Nicholas glanced down at Lucy then back at Mary.

‘Is she my daughter?’ he asked.

‘No, Nick.’

‘My father said that she was.’

‘He could not have done so.’

‘But he did, Mary. In so many words.’

‘What exactly did he say?’

‘I asked him why he visited your house so often.’

‘And he told you it was to visit his granddaughter.’

‘Yes — Lucy.’

‘No,’ said Mary. ‘Susan Deakin.’

‘The servant girl?’

‘She was our daughter, Nick.’

He was completely dumbfounded. The plain girl with the features that enabled her to pass for a boy had been his daughter. He could not believe it at first and yet he now saw, in his heart, that he must have had a faint glimmer of recognition. Susan Deakin had prompted such a compelling sense of revenge in him, a personal commitment such as a man could never feel for a stranger from a distant household. That was what had driven him on. It was not just the desire to get to Barnstaple to help the woman he thought had sent for him. Nicholas had also been seeking atonement for the murder of his own daughter.

He looked across to Mary for enlightenment.

‘The last night we met,’ she explained, ‘I had been carrying your child for some months.’

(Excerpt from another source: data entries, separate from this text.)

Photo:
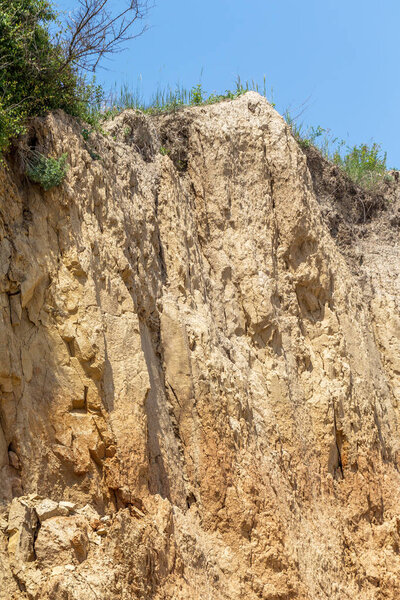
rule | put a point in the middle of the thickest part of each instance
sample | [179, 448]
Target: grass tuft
[47, 171]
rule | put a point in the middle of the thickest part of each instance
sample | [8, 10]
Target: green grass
[365, 164]
[169, 99]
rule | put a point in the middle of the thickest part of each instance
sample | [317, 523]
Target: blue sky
[339, 57]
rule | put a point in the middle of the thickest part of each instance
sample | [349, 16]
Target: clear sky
[340, 57]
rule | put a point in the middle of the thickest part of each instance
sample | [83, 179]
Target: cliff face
[199, 389]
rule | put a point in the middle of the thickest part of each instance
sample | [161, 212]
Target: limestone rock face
[199, 394]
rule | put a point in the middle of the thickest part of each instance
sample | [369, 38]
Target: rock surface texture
[199, 389]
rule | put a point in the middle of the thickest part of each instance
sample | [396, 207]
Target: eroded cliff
[199, 385]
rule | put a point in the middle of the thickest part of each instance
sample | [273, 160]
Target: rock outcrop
[199, 389]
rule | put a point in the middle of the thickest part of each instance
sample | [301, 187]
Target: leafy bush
[35, 77]
[365, 165]
[47, 171]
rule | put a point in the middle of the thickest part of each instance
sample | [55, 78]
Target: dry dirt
[199, 367]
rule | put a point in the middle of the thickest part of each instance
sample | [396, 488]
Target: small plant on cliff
[364, 164]
[49, 172]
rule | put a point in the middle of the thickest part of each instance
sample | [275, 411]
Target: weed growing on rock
[47, 171]
[365, 164]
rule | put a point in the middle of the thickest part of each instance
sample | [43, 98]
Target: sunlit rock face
[198, 390]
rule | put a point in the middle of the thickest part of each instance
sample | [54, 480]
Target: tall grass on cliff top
[171, 99]
[34, 76]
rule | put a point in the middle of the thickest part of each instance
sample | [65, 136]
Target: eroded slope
[185, 350]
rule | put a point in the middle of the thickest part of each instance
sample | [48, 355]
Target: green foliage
[364, 164]
[47, 171]
[85, 134]
[34, 75]
[172, 99]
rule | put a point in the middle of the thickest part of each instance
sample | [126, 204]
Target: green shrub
[34, 75]
[364, 164]
[47, 171]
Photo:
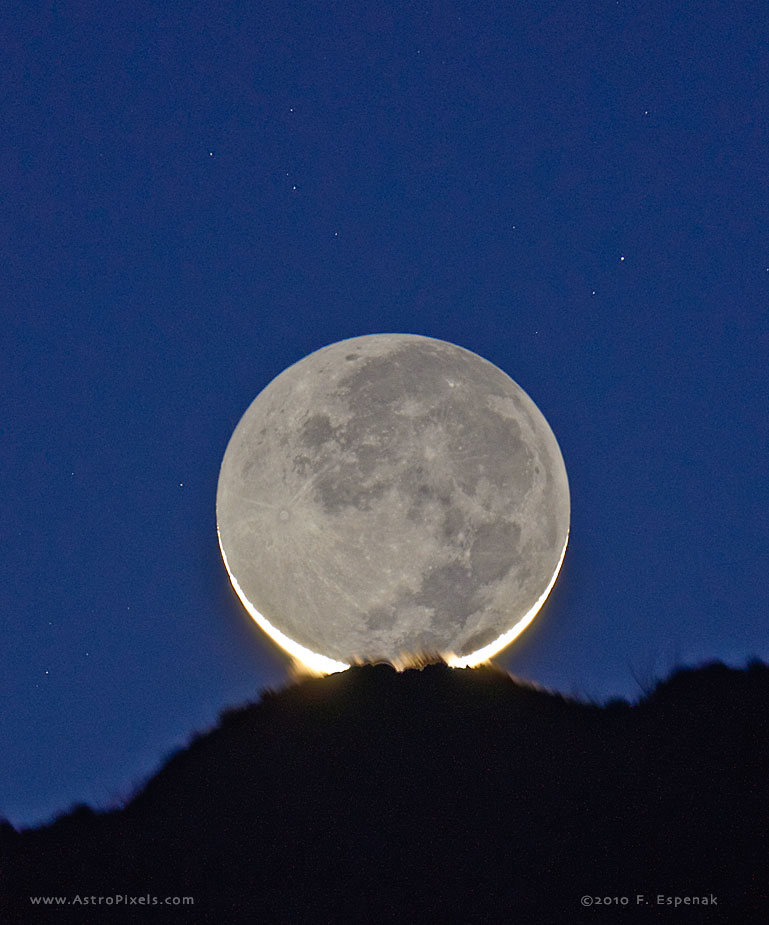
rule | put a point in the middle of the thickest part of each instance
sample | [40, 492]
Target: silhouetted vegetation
[434, 794]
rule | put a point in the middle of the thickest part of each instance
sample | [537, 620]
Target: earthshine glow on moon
[392, 497]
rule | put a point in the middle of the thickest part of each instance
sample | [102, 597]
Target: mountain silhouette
[432, 794]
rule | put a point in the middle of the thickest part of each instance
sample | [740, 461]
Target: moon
[392, 497]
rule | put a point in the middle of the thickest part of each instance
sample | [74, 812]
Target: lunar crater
[392, 494]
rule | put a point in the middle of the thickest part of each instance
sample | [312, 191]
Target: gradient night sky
[194, 198]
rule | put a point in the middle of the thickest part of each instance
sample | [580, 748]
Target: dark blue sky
[196, 195]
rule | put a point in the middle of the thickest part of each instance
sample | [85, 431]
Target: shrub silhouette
[454, 795]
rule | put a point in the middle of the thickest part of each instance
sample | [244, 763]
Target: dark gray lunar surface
[392, 495]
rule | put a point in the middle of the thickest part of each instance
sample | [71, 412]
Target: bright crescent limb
[318, 664]
[487, 652]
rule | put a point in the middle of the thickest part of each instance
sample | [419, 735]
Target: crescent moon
[392, 497]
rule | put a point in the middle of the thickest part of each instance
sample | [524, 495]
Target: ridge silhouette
[454, 795]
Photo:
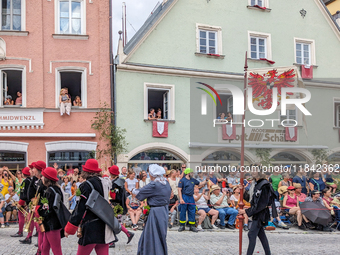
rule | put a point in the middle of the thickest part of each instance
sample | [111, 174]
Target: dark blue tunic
[153, 238]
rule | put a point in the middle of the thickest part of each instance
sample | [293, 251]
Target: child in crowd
[159, 114]
[8, 100]
[152, 115]
[135, 209]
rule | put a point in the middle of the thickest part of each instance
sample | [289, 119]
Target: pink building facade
[45, 46]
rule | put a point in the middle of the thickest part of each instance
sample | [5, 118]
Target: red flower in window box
[216, 55]
[269, 61]
[257, 6]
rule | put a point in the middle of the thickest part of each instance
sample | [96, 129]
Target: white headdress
[157, 172]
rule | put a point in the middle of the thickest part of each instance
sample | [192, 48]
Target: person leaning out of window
[77, 101]
[18, 100]
[65, 102]
[8, 100]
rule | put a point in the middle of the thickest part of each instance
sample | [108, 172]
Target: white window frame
[23, 85]
[57, 17]
[264, 2]
[78, 69]
[226, 92]
[208, 28]
[288, 116]
[171, 100]
[268, 43]
[312, 53]
[336, 112]
[23, 16]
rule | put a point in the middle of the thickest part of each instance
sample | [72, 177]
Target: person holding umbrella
[186, 188]
[157, 193]
[291, 202]
[314, 209]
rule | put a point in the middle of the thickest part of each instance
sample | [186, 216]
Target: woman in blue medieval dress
[157, 193]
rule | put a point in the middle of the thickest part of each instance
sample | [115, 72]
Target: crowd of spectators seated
[217, 201]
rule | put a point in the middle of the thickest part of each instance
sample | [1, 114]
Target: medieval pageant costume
[36, 188]
[157, 193]
[118, 197]
[23, 200]
[52, 228]
[262, 198]
[94, 233]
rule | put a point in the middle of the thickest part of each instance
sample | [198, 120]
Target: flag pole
[241, 204]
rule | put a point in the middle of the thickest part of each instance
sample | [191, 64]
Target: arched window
[288, 157]
[143, 159]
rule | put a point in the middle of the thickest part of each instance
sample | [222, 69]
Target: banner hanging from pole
[263, 80]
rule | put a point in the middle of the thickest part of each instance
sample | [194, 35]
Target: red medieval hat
[39, 165]
[114, 170]
[50, 173]
[91, 165]
[26, 171]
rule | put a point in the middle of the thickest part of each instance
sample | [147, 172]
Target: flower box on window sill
[296, 64]
[262, 60]
[13, 33]
[70, 36]
[210, 55]
[259, 8]
[170, 121]
[12, 106]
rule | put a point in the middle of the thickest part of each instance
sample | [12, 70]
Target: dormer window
[12, 15]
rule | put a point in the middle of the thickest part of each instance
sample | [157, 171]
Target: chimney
[337, 17]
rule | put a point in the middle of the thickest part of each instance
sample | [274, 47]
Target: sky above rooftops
[137, 11]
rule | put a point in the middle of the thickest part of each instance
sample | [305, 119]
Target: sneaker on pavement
[130, 237]
[302, 227]
[222, 227]
[230, 226]
[199, 228]
[26, 240]
[214, 227]
[193, 229]
[17, 235]
[181, 228]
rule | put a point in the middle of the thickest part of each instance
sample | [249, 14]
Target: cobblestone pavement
[218, 242]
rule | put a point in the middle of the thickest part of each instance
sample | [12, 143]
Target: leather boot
[181, 228]
[26, 240]
[130, 236]
[193, 228]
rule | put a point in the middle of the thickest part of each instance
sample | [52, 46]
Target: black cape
[263, 198]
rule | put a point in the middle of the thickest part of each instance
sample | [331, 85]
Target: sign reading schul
[257, 135]
[13, 118]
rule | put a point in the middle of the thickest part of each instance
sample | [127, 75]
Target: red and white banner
[291, 134]
[159, 129]
[264, 80]
[228, 132]
[307, 72]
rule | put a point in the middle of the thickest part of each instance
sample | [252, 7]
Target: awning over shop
[20, 118]
[255, 146]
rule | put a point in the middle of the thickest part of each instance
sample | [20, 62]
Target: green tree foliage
[264, 155]
[113, 136]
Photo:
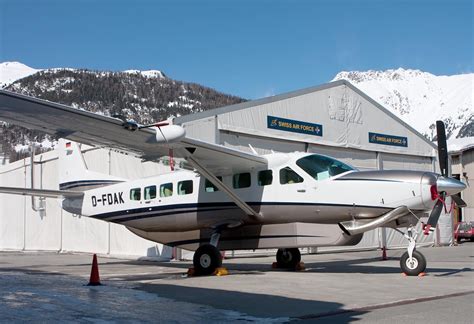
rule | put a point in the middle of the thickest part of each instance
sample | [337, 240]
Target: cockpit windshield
[321, 167]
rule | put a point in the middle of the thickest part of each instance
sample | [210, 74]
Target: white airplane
[231, 200]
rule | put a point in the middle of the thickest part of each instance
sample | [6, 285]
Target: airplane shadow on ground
[255, 305]
[371, 266]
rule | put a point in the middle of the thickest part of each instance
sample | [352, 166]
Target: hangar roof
[267, 100]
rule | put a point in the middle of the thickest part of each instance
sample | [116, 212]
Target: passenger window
[241, 180]
[149, 192]
[135, 194]
[166, 190]
[209, 187]
[288, 176]
[185, 187]
[265, 178]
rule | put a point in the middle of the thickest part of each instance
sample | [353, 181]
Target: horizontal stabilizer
[42, 192]
[461, 203]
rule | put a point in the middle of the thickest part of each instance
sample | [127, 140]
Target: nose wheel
[207, 259]
[412, 262]
[288, 258]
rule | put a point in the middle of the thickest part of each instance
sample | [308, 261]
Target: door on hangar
[263, 145]
[405, 162]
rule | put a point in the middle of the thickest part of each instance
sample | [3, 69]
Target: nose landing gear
[207, 257]
[412, 262]
[288, 258]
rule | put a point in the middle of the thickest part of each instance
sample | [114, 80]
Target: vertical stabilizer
[73, 172]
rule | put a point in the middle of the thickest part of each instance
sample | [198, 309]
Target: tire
[207, 259]
[288, 258]
[414, 268]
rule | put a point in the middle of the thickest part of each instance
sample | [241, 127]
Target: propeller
[445, 185]
[133, 126]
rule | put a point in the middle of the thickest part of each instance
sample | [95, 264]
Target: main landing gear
[207, 257]
[412, 262]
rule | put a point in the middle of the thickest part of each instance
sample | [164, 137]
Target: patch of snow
[419, 98]
[149, 73]
[13, 71]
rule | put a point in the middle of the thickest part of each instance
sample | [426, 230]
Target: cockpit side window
[321, 167]
[288, 176]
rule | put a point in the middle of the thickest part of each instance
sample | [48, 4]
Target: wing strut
[216, 182]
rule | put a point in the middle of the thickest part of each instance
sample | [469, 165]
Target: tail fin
[73, 173]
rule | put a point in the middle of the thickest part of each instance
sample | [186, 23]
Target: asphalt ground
[336, 288]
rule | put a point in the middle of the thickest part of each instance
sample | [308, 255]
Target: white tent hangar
[335, 119]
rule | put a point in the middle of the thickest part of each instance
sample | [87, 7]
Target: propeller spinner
[445, 186]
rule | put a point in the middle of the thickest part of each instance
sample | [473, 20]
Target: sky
[247, 48]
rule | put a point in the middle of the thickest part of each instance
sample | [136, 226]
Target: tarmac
[337, 288]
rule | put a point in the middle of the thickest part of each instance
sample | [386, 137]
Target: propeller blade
[435, 213]
[442, 148]
[461, 203]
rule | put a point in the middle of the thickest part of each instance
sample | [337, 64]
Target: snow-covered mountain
[12, 71]
[144, 96]
[420, 98]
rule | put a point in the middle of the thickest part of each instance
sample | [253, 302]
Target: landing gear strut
[207, 257]
[288, 258]
[412, 262]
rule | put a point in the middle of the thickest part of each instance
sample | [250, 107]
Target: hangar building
[335, 119]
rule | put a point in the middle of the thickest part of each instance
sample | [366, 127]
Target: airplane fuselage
[283, 193]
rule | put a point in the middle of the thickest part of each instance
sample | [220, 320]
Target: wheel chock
[221, 272]
[218, 272]
[300, 266]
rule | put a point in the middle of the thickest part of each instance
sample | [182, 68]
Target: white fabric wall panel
[261, 145]
[203, 129]
[83, 234]
[12, 207]
[345, 115]
[130, 167]
[364, 160]
[97, 160]
[43, 230]
[406, 162]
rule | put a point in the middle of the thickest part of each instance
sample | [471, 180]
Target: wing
[42, 192]
[94, 129]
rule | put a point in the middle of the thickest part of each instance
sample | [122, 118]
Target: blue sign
[294, 126]
[385, 139]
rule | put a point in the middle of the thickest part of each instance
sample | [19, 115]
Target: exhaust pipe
[357, 226]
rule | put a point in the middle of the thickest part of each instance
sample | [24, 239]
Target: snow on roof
[460, 144]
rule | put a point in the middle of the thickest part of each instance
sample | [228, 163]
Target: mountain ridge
[420, 98]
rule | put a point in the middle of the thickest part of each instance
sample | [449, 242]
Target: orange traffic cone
[94, 279]
[384, 254]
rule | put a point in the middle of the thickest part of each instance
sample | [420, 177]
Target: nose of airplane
[449, 185]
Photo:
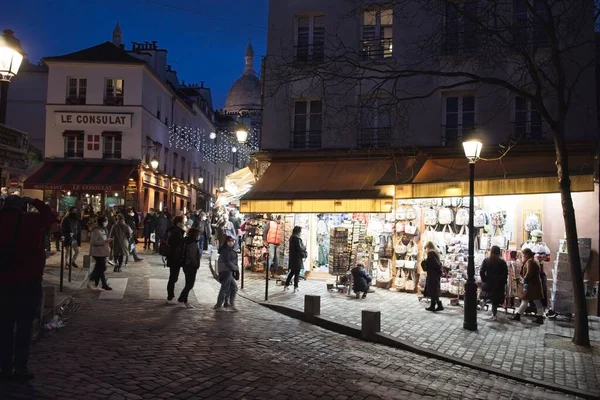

‘Why did you not tell me?’

‘I tried, Nick, but I could not find the words. I hoped that your father would relent and that we could marry with his blessing. All would be well then. But you left and I was stranded.’ She bristled like a hunted animal. ‘I had nowhere to go and no chance of hiding my condition for long. What life would I have as an unmarried mother with a bastard child? You had one kind of shame, I would have carried another.’ She shook her head in despair. ‘I did the only thing that was left to me. I turned to Matthew Whetcombe.’

‘You told him the truth?’

‘Yes, Nick. Matthew was a hard man but he knew what he wanted. I was to be his wife on any terms. We struck a bargain and I accepted it gratefully. I was confined and everyone was told that I was visiting friends in Crediton.’ She shuddered. ‘Susan came into the world too soon and almost died. She needed constant attention. Joan Deakin had been my own nurse. She took Susan for her own. That is the name you will find in the church register. Susan Deakin.’

‘Then you got married?’

‘As soon as I was strong enough.’

‘And Lucy?’

‘She came along very quickly.’ A defensive note came in. ‘I had to give Matthew that. He was prepared to let my brat live under his roof but only if he could have children of his own. That was the contract and he enforced it. But Lucy was the first and last.’

‘Why?’

‘There were complications. I could bear no more. My husband could never forgive me for that. He had accepted Susan and all I could give him in return was this wounded little creature here. Matthew felt cheated. Your child was fit and healthy while his was a deaf-mute.’